Knowing that an AI model outperforms a benchmark model is nice, but you want to ensure that this statistical superiority holds up over time. The way to do that is to analyze the AI model’s KS score over time and compare its AUC to your benchmark model across the entire period you used to test the model, using that same target (KS and AUC are common measures of statistical accuracy). Having slight variation between months is okay, but wide variability could indicate an overfitted model.
Here’s an example of what the outcomes of a successful stability tests looks like:
The results on the top show excellent stability over a six-month test period for all three product models. Score accuracy is holding up well. The second chart analyzes the AUC of the AI/ML models (aggregated) against benchmark generic scores over a similar test period. Again, the AI model outperforms the benchmark model consistently over time.
You should always ask about model and score stability over time when you’re considering or reviewing an internal or vendor model. Zest AI’s technology builds these kinds of powerful and durable models — even with a limited set of performance data — by using a proprietary reject inference method that uses a rules-based approach to augment the data from funded and unfunded populations on which the models are trained. The result: Resiliency that reduces your need for costly refits or rebuilds.
One small note: Accuracy and performance are not the end of your analysis. You should also be thinking about the cost to document your model and how you will set up performance monitoring to ensure the model is working.

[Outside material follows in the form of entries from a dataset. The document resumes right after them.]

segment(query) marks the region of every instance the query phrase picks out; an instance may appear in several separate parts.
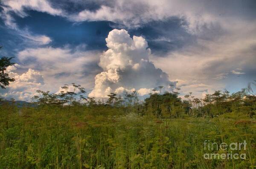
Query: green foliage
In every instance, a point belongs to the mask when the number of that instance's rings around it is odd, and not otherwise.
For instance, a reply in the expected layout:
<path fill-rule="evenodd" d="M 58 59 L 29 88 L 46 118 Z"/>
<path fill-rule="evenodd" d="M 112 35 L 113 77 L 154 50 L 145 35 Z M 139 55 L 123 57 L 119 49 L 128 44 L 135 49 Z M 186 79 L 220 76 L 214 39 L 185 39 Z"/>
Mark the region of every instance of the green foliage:
<path fill-rule="evenodd" d="M 0 47 L 0 48 L 1 47 Z M 0 87 L 1 88 L 5 89 L 5 87 L 9 85 L 10 82 L 15 80 L 14 78 L 11 78 L 9 77 L 8 73 L 5 72 L 8 66 L 14 64 L 14 63 L 11 62 L 11 60 L 13 58 L 8 58 L 6 57 L 3 57 L 0 59 Z"/>
<path fill-rule="evenodd" d="M 162 97 L 152 96 L 150 100 L 153 98 L 183 104 L 170 93 Z M 256 165 L 255 118 L 250 120 L 247 116 L 232 113 L 213 118 L 160 119 L 154 115 L 126 113 L 126 108 L 53 104 L 18 109 L 11 103 L 2 104 L 0 166 L 244 169 Z M 245 140 L 247 159 L 204 159 L 205 140 L 218 144 Z"/>
<path fill-rule="evenodd" d="M 104 102 L 72 84 L 57 93 L 38 90 L 33 106 L 0 102 L 0 168 L 256 167 L 256 99 L 246 89 L 201 99 L 190 93 L 182 101 L 177 88 L 144 102 L 136 91 L 111 93 Z M 205 159 L 205 140 L 245 140 L 247 149 L 236 151 L 246 159 Z"/>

Regarding responsible monitoring, any AI/ML modeling solution you’re looking to buy or build should come with multivariate input monitoring to ensure that the distribution of features in production matches expectations, as well as output monitoring to ensure the score distribution is consistent versus training and your score cut-off decisions are still valid. You’ll also want performance monitoring to highlight the ongoing economic and technical performance of the model.